Graham Robb must have had a wonderful time writing Parisians. I don’t mean to imply that it wasn’t a lot of work: this book is incredibly carefully researched. It’s subtitled “An Adventure History of Paris” and it consists of eighteen episodes (with a prologue and an epilogue) each of which focuses on one telling event in the city’s history. We get Napoleon losing his virginity; the debut of the straight play of La Vie de Bohème; Marcel Proust not taking the subway; assassination attempts on François Mitterand and Charles de Gaulle, and so on, right up to the riots in Clichy-sous-Bois in 2005. The book would have been good if Robb had simply written it straight. He has a novelist’s imagination, and though strict historians may balk at his lavish supply of speculative detail — for, after all, can we really know what the Palais-Royal smelled like in 1787? — I drank it all in.
But what makes The Parisians as entertaining as it is informative is Robb’s choice to assume the voices and forms he deems appropriate for each part. I have to admit to some annoyance with the screenplay format of the section about Juliette Gréco and the Existentialists, but that was more than redeemed for me by the account of May ’68 which Robb delivers in the form of an academic essay. On the new swimming pool at the University of Nanterre, he writes “On one level, it was a place where boys and girls could enact a visual exchange without implicating themselves in a contractual obligation. Swimwear exposed up to nine-tenths of the body, and packaged and commodified the remaining parts.” This chapter includes a discussion on the symbolic use, in 1968, of the famous French cobble stones, or pavés, as weapons. Since I’ve thought a great deal about this (is there not a French pastry called a pavé? Something like a scone?) I found that intensely gratifying.
The segment on the Occupation is narrated in part from the point of view of French children. The part called “Marcel in the Métro” mercifully does not attempt Proustian complexity but compares À la Recherche ... to other artifacts of modernity “with its gleaming inscrutability, the flawless circuitry of its sentences and its bewildering modes of efficiency…” The section called “Regression” (about the Commune and colonialism, among other things) is written more or less backwards.

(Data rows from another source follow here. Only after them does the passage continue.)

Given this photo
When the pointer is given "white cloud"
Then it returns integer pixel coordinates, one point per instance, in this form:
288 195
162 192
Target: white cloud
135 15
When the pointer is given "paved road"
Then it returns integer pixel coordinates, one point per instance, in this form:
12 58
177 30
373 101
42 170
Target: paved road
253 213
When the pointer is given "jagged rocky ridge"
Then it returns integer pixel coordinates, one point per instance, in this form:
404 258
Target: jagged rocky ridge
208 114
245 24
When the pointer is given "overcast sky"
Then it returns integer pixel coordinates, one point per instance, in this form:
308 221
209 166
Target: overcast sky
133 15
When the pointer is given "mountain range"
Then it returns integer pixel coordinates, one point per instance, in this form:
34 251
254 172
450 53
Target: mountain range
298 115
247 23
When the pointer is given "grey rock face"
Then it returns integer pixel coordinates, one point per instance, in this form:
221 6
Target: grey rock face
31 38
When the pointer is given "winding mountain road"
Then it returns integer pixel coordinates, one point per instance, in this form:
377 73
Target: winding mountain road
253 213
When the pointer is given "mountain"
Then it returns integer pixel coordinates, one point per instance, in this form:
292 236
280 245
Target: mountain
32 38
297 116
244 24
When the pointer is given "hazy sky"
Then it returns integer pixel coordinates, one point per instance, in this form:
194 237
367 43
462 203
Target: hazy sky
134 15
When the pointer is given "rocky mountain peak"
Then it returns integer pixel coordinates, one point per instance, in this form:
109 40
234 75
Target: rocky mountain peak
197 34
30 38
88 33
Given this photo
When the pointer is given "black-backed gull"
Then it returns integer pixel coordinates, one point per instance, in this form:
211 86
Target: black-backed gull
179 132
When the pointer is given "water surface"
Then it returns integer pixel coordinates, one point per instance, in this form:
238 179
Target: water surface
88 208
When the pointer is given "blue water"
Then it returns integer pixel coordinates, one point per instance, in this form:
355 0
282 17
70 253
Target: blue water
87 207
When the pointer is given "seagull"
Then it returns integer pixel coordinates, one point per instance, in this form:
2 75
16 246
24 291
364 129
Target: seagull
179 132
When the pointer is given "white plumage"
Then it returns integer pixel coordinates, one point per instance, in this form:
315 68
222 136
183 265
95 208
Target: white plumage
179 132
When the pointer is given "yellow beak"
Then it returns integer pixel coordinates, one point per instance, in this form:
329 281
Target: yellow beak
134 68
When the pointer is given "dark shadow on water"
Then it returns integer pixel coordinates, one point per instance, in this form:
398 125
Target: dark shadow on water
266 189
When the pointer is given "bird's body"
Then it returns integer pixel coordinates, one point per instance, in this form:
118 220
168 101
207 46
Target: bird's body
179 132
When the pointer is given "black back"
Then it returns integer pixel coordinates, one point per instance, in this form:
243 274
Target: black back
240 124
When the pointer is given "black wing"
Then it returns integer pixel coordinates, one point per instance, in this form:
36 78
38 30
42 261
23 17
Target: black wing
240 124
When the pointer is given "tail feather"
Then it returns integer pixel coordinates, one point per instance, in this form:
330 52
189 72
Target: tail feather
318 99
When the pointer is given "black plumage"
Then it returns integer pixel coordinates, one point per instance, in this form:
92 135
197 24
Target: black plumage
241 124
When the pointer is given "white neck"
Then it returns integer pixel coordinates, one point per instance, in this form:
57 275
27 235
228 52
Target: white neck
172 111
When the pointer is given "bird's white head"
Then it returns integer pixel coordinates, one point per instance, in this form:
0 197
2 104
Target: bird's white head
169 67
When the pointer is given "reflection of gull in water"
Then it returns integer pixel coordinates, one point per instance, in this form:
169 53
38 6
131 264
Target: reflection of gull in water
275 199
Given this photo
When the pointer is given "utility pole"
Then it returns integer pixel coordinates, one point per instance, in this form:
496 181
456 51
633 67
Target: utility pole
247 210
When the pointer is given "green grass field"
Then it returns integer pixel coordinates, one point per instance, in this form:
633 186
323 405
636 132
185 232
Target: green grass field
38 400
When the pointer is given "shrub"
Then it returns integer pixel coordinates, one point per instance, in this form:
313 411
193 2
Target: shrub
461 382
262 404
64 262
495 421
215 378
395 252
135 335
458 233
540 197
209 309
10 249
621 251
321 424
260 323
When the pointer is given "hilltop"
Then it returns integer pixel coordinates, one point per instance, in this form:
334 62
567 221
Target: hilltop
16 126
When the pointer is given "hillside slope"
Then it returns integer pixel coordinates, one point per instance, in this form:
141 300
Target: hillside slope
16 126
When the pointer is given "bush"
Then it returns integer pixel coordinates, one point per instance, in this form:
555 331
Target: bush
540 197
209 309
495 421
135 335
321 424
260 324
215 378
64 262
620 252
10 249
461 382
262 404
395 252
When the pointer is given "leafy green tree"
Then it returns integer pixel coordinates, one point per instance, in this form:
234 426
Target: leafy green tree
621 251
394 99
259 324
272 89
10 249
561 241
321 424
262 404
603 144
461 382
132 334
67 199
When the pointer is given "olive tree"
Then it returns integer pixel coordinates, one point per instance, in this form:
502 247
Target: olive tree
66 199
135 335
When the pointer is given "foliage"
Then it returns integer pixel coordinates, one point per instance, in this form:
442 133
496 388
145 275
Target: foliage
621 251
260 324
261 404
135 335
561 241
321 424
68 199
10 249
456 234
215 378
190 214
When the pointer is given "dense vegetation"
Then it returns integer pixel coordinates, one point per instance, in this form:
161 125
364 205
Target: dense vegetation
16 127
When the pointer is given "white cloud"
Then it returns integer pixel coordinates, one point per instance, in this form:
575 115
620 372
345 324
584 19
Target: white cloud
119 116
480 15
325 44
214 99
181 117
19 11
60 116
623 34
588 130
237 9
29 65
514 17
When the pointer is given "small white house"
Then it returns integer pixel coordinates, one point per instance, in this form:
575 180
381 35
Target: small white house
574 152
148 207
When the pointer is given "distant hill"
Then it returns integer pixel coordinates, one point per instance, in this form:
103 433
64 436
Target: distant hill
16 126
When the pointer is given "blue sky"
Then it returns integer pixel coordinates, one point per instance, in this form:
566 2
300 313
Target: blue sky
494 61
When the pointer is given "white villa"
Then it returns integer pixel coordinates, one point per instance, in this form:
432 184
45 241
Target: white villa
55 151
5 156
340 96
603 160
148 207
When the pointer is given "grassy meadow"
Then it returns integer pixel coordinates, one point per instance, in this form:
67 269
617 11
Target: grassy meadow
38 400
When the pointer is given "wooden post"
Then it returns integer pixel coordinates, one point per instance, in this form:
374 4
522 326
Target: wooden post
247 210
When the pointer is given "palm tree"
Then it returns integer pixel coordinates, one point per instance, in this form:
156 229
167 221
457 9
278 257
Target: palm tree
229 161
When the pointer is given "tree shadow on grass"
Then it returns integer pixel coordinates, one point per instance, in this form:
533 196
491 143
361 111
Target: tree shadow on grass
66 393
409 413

Other chapters are written in a straightforward manner with all the grace one could hope for. Robb is generous, funny, and always looks for both the narrative impulse and the wider significance of each story he tells. I was enchanted by the chapter called “Files of the Sûreté” which summarizes, to the extent possible, the career of that eminent nineteenth-century criminal/policeman/detective/crook (that’s a chronological summary) Vidocq. The sources are as slippery as the subject.
Robb’s main point is that Paris, as a great city, is in constant flux. Its stories exist and vanish, as do its buildings and even its underpinnings. I can’t help wondering if this is true of all great cities, or if it isn’t an especially a Parisian characteristic?